Need help to improve WebUI performance

Hello,

I’m having some problems related with the Web UI performance when loading some graphics.

Sometimes I have red graphs in the interface, like the print below:

error-libre

I’m trying to identify the main cause for this problem, which by now I think it is related to the rrdcached performance.

My rrdcached server is located in one of my pollers, the machine has 8 cpu cores and 28 GB of RAM and monitor near 1000 devices in around 400 seconds (my polling interval is 600 seconds), when the polling process start, the load jumps but the cpu processing stays near 50%.

I’m using the rrdcached in this poller so I can speed things a little using a Unix Socket, the other pollers and the web server use a port to connect to the RRDCached server (I’m using multiple -l parameters in the service).

For what I understood till now, the pollers open a connection to the rrdcached server for each device that is being polled and the web server opens a connection for each graphics it needs to show, so the rrdcached server will write the updates in the disk and I can see the most recent data polled.

I tried to configure the web server to read the rrd files directly from the shared folder, but this way I would not get last updated data that has been polled, since it could be in the memory of the rrdcached service.

What would be the best approach to avoid getting those red graphs?
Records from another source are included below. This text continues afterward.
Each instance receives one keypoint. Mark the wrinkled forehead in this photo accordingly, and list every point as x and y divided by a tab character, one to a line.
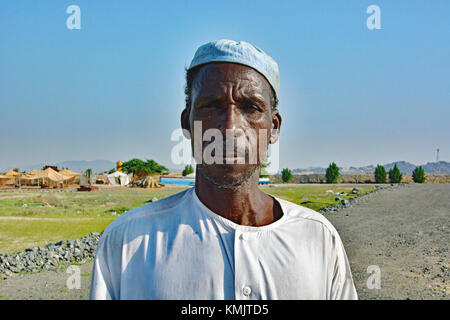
220	77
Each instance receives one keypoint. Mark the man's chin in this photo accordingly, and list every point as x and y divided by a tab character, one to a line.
227	175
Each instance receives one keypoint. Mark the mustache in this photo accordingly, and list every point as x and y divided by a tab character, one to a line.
234	149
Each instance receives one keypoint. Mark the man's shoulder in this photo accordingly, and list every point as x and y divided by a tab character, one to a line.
152	211
300	214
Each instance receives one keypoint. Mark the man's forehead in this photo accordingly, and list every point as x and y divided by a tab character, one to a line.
217	76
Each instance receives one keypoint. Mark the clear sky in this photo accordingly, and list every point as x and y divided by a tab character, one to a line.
115	88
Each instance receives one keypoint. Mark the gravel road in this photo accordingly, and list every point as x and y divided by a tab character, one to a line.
404	232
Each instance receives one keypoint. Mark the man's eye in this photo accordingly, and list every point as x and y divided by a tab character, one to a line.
251	108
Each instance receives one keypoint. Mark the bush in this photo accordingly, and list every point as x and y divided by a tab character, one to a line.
187	170
332	173
394	175
380	174
286	175
419	175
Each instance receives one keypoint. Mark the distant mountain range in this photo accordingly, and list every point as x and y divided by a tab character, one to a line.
97	166
404	167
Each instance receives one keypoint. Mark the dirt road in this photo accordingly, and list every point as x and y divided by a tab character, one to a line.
404	232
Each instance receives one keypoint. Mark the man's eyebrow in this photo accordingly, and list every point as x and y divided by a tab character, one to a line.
253	97
207	99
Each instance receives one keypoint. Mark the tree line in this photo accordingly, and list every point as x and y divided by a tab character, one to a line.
395	176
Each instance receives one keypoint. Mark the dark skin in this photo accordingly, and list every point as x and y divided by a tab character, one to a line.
232	96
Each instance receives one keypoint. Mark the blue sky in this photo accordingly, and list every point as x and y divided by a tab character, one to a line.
114	89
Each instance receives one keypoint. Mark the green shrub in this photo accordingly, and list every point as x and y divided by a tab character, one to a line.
187	170
332	173
380	174
286	175
419	175
394	175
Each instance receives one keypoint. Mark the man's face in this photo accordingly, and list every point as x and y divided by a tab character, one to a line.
236	101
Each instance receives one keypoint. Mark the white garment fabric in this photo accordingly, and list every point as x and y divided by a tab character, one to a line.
177	248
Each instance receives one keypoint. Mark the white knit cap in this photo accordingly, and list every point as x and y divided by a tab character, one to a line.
239	52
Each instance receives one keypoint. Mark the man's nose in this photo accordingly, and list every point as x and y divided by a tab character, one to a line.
231	120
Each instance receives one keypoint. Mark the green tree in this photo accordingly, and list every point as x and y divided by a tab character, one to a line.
286	175
142	168
187	170
419	175
263	169
332	173
395	175
380	174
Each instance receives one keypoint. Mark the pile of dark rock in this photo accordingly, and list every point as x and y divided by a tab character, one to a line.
49	257
343	203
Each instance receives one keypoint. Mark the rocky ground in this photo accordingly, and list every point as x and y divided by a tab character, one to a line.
403	231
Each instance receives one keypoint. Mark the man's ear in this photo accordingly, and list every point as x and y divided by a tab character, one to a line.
276	125
185	124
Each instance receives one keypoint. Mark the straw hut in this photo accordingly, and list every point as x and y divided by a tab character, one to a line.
6	180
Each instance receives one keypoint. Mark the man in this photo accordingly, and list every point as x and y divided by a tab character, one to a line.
224	239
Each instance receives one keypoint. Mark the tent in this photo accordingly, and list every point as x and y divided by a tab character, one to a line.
123	178
4	180
70	176
151	182
48	176
11	173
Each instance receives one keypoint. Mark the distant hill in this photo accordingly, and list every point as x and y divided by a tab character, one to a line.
442	167
97	166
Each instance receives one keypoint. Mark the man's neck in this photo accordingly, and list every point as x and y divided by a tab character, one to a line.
245	204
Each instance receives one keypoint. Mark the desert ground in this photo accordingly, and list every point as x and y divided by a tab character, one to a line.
404	231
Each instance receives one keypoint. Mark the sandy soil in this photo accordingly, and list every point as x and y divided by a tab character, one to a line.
405	232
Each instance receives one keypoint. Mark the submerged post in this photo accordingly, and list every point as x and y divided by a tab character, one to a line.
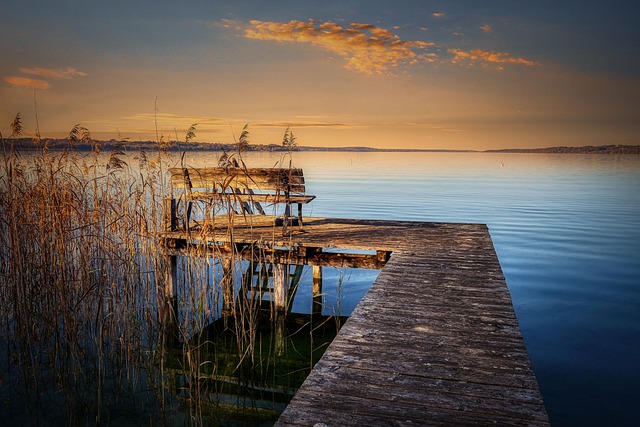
280	279
317	290
169	215
227	286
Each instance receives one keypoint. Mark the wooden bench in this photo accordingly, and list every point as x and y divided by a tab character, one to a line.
241	190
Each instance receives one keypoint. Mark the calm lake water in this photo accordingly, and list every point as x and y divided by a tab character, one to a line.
567	232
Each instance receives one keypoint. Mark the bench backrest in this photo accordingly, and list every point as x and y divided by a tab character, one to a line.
230	180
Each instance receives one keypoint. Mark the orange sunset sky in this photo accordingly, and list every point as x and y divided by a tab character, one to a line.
389	74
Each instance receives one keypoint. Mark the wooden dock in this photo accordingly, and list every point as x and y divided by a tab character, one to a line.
435	341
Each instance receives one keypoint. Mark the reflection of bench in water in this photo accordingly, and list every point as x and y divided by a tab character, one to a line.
238	190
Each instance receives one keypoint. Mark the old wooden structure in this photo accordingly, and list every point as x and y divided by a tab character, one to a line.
435	341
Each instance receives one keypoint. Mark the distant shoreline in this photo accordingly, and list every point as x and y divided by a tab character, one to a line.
57	144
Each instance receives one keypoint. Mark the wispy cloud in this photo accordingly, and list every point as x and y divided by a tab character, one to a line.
367	48
370	49
486	28
27	83
484	57
49	73
59	73
176	119
303	124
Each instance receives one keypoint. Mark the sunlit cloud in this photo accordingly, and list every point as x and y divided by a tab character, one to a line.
176	119
370	49
300	124
59	73
487	58
27	83
486	28
367	48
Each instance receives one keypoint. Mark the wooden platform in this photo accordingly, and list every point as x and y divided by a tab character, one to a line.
435	341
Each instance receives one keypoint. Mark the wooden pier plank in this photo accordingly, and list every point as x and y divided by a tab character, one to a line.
435	341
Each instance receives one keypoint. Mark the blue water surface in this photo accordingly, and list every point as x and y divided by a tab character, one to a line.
566	229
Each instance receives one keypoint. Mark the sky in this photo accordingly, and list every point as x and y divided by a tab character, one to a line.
474	74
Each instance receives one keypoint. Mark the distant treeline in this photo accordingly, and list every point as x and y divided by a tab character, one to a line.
58	144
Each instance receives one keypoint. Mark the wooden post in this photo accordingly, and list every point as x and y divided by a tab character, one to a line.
169	305
280	338
317	290
227	286
171	277
169	215
280	282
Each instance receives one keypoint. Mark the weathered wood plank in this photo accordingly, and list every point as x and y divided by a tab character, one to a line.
435	341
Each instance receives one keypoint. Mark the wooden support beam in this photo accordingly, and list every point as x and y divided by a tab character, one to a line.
227	285
317	290
280	285
169	215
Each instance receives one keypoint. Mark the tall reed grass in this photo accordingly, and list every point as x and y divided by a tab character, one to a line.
89	332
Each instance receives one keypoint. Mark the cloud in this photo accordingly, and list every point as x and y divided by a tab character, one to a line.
487	58
25	82
304	125
370	49
175	119
367	48
66	73
486	28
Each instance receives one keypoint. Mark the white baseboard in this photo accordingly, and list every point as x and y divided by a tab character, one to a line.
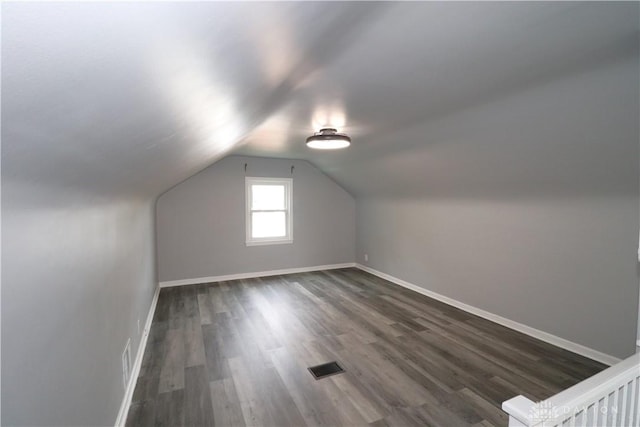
213	279
536	333
135	370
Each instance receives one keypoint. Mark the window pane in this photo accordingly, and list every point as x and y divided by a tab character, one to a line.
268	224
267	197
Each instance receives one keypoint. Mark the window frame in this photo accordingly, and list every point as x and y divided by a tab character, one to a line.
288	210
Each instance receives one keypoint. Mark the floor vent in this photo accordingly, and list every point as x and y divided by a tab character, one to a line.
325	370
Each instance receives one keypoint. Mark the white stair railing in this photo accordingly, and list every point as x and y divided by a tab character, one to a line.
609	398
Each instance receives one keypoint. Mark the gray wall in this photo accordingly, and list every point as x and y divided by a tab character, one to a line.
77	274
526	207
201	222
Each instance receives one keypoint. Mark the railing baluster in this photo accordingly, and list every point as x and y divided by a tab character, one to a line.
623	411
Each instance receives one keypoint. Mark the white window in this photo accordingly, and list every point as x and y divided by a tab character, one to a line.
268	210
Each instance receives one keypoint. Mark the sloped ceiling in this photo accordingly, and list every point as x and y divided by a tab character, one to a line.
127	98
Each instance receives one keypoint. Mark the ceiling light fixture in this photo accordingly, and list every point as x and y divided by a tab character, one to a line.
328	139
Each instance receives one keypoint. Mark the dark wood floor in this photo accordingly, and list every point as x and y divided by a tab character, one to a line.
236	353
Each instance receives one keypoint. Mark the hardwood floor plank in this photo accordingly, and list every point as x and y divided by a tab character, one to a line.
198	410
172	371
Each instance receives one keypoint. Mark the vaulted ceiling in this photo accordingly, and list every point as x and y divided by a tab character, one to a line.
440	98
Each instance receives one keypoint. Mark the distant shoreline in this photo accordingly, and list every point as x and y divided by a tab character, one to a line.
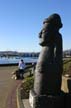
13	64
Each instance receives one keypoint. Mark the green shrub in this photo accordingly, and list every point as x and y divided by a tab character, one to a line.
26	86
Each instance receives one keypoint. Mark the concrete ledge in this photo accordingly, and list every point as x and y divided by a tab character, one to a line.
19	100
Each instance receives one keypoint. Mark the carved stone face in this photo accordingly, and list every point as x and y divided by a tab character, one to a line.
51	25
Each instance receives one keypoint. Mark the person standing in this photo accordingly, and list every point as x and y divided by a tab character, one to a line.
21	67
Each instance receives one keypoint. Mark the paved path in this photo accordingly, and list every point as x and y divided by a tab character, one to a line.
8	87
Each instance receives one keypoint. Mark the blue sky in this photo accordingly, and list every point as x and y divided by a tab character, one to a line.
21	22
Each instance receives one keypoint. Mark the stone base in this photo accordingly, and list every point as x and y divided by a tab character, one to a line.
44	101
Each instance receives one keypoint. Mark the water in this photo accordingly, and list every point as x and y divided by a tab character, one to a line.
5	60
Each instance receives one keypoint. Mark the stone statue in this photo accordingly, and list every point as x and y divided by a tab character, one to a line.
48	72
49	67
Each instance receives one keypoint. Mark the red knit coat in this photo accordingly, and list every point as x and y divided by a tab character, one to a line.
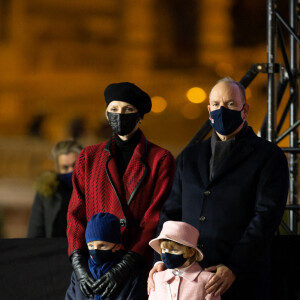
136	200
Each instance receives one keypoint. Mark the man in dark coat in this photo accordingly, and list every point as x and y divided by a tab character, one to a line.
53	192
233	188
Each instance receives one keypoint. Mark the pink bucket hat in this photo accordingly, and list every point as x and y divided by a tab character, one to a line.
180	232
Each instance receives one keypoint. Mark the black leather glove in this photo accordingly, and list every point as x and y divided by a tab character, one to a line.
112	281
79	261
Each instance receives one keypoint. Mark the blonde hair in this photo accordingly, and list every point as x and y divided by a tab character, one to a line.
186	249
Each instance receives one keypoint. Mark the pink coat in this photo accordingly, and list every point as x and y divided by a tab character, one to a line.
188	286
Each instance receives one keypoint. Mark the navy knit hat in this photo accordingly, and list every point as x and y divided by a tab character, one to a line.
103	227
130	93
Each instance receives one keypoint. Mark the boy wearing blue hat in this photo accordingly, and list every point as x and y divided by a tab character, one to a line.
103	238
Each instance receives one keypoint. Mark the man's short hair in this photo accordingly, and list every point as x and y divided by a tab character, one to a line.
232	81
65	147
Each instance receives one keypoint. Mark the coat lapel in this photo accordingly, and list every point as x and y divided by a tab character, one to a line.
236	156
203	161
112	170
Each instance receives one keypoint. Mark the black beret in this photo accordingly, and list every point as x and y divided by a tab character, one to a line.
130	93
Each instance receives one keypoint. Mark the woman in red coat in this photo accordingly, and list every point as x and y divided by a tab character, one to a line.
127	176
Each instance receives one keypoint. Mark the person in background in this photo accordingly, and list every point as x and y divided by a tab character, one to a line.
127	176
183	279
53	192
233	188
103	238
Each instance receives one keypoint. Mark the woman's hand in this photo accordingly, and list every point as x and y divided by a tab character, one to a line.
158	267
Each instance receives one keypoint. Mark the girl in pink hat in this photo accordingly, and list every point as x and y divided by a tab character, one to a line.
183	278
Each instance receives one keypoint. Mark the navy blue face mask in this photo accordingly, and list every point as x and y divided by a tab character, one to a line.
225	121
173	261
101	257
122	124
66	179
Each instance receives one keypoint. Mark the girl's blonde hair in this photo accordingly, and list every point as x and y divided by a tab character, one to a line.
186	249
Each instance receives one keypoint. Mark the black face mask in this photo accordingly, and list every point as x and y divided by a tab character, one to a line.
101	257
123	124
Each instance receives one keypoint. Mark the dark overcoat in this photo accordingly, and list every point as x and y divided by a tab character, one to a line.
237	211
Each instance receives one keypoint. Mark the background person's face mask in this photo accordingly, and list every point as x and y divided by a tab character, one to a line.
225	121
101	257
66	179
122	124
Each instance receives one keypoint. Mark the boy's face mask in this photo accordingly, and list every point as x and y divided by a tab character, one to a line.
66	179
102	256
173	261
123	124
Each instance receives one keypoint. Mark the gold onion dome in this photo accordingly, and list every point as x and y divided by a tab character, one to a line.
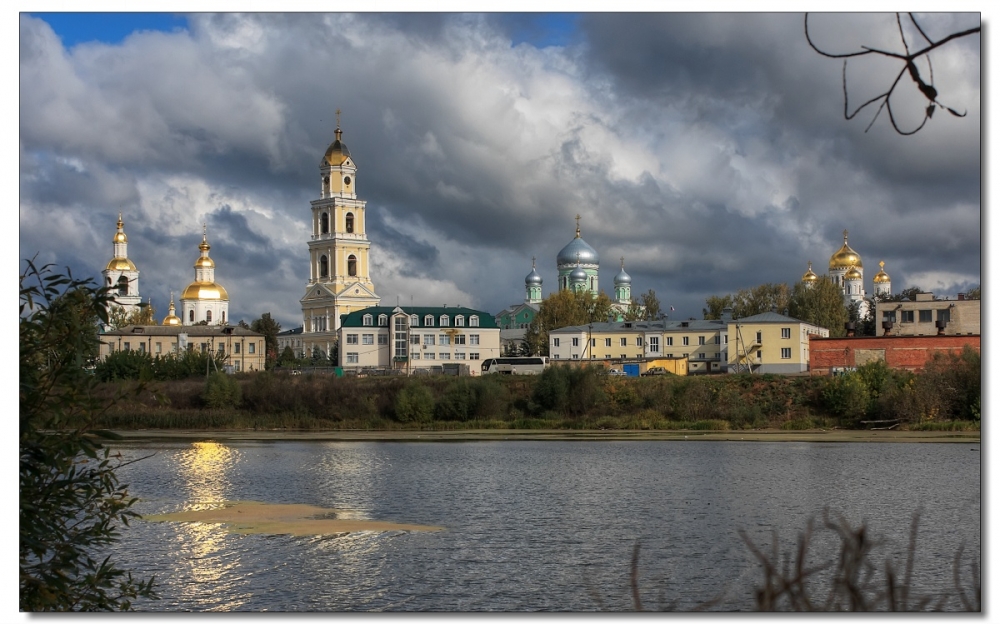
881	277
337	153
171	318
809	276
845	257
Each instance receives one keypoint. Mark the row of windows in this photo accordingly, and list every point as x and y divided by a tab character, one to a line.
924	316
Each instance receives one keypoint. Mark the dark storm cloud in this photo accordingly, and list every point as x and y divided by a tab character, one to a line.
709	150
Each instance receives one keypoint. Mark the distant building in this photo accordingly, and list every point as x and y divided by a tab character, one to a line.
244	348
410	338
958	317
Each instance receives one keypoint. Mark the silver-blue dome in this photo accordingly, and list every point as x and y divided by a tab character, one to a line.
533	278
568	255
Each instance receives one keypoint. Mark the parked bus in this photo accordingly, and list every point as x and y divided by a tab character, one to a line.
515	366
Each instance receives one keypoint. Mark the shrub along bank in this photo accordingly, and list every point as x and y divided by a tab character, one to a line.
946	395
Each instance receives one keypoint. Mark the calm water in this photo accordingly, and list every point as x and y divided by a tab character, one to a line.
531	525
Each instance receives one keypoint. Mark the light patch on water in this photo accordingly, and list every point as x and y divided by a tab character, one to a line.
283	519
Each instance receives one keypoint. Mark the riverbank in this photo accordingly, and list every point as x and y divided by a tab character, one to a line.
491	435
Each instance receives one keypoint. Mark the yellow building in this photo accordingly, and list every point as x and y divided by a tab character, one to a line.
242	349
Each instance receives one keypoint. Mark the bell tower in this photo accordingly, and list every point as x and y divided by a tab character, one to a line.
339	271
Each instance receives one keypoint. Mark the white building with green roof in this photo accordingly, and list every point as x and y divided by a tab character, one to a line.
412	338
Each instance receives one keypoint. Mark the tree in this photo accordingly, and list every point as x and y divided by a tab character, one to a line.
908	62
820	304
270	328
71	502
563	309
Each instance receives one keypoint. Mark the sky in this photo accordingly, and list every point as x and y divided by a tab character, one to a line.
708	150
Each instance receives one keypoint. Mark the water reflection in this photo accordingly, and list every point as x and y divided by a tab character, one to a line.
205	469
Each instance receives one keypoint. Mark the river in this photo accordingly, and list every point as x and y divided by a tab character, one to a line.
533	525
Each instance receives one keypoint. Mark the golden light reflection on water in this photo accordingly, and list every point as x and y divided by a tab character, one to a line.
205	469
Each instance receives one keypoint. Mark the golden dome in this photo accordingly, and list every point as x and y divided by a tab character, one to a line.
809	276
121	264
171	318
204	291
845	257
337	153
881	277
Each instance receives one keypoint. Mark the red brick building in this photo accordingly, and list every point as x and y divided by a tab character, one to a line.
909	352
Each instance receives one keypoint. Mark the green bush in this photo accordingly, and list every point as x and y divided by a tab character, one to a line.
414	403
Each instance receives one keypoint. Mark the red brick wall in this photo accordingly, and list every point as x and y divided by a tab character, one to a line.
910	352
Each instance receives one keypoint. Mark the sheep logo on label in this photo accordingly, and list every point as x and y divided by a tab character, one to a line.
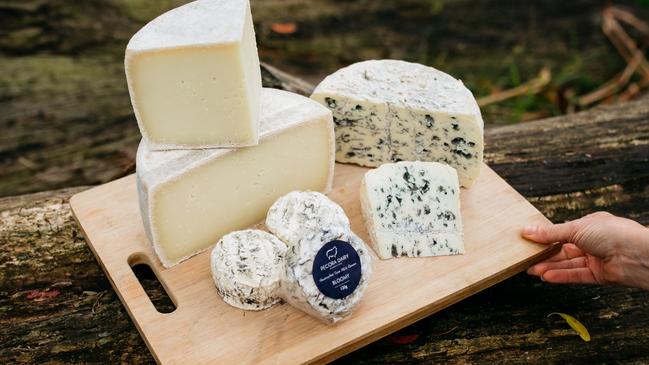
332	253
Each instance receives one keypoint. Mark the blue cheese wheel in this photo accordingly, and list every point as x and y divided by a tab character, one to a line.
246	268
412	209
308	221
390	111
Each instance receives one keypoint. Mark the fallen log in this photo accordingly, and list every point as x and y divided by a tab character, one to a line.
57	305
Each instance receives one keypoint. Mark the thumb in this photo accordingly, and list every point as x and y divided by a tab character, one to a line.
550	233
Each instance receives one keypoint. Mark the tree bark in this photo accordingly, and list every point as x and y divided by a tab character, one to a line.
66	118
58	307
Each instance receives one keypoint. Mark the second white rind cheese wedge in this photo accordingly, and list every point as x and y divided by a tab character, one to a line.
412	209
389	111
193	76
191	198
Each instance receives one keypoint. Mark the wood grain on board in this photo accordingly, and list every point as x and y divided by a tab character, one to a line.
401	291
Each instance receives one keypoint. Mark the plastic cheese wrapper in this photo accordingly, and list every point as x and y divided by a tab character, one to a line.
327	267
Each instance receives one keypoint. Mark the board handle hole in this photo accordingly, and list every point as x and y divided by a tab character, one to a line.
150	283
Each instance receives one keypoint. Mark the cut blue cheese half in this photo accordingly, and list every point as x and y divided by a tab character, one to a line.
390	111
412	209
327	267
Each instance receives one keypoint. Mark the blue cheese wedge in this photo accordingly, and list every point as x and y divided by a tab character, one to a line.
246	268
390	111
327	267
412	209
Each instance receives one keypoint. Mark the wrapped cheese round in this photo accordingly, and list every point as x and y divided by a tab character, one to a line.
327	267
246	268
300	214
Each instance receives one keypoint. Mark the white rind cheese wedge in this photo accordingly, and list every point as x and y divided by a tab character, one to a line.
191	198
412	209
246	268
389	111
194	79
308	221
298	287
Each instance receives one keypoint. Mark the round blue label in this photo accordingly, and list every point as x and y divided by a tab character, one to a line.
337	269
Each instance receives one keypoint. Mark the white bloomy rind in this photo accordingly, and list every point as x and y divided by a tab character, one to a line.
193	76
191	198
301	213
389	111
412	209
317	221
246	268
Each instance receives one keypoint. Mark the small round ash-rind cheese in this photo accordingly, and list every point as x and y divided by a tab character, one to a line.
301	214
246	268
298	286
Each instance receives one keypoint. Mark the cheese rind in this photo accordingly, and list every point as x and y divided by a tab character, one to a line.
191	198
389	111
299	214
412	209
307	231
246	268
194	79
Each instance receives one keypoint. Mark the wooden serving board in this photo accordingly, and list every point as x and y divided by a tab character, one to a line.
203	329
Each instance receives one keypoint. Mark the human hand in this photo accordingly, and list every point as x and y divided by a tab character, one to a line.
599	248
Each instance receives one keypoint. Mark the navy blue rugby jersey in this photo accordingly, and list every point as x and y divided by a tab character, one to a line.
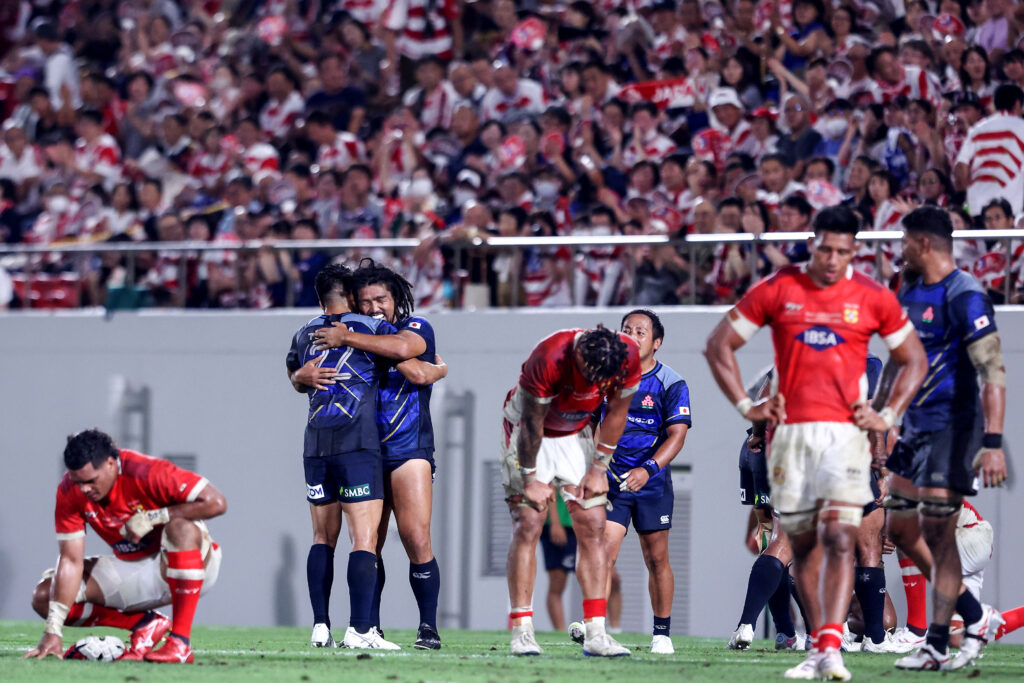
948	315
348	407
402	408
662	399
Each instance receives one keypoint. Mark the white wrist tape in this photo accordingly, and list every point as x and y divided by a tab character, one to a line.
55	619
744	404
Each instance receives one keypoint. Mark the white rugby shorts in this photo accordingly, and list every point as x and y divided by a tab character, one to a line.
975	545
139	585
818	461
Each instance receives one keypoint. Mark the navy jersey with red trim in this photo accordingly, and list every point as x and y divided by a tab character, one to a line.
347	408
662	400
402	408
949	315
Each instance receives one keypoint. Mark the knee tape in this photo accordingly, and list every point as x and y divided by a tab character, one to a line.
844	514
795	523
939	507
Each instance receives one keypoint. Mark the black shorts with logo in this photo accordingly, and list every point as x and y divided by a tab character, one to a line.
350	477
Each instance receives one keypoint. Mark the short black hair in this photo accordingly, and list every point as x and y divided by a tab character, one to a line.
89	446
371	272
603	352
334	280
655	322
837	219
933	220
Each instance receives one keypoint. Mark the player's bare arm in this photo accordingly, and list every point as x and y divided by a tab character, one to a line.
312	375
528	444
721	353
64	588
210	503
637	477
895	391
399	346
986	355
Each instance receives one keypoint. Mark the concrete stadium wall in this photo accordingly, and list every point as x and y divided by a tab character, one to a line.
219	391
It is possible to have multiple instances of the RRDCached? Since I’m using a cloud service I really need to try to use the resources I have to the maximum to avoid increasing the costs, but if there is no any other way I can spin up another machine.

You should click on one of those graphs and then select show rrd command to see why the graph is failing to generate.

Your setup is definitely out of scope of normal setup so you might find anyone who can help with this specific setup.

For polling, we open an rrdtool command ready to accept data but not an actual connection. I’ve played around with code to allow a single connection to rrdcached and perform bulk updates but never finished it off.

Hello,

Well, if I click on one of those graphs it will probably load normal, if not, a refresh on the page will force the graph to be loaded, there is a bottleneck somewhere that I’m still trying to find and fix.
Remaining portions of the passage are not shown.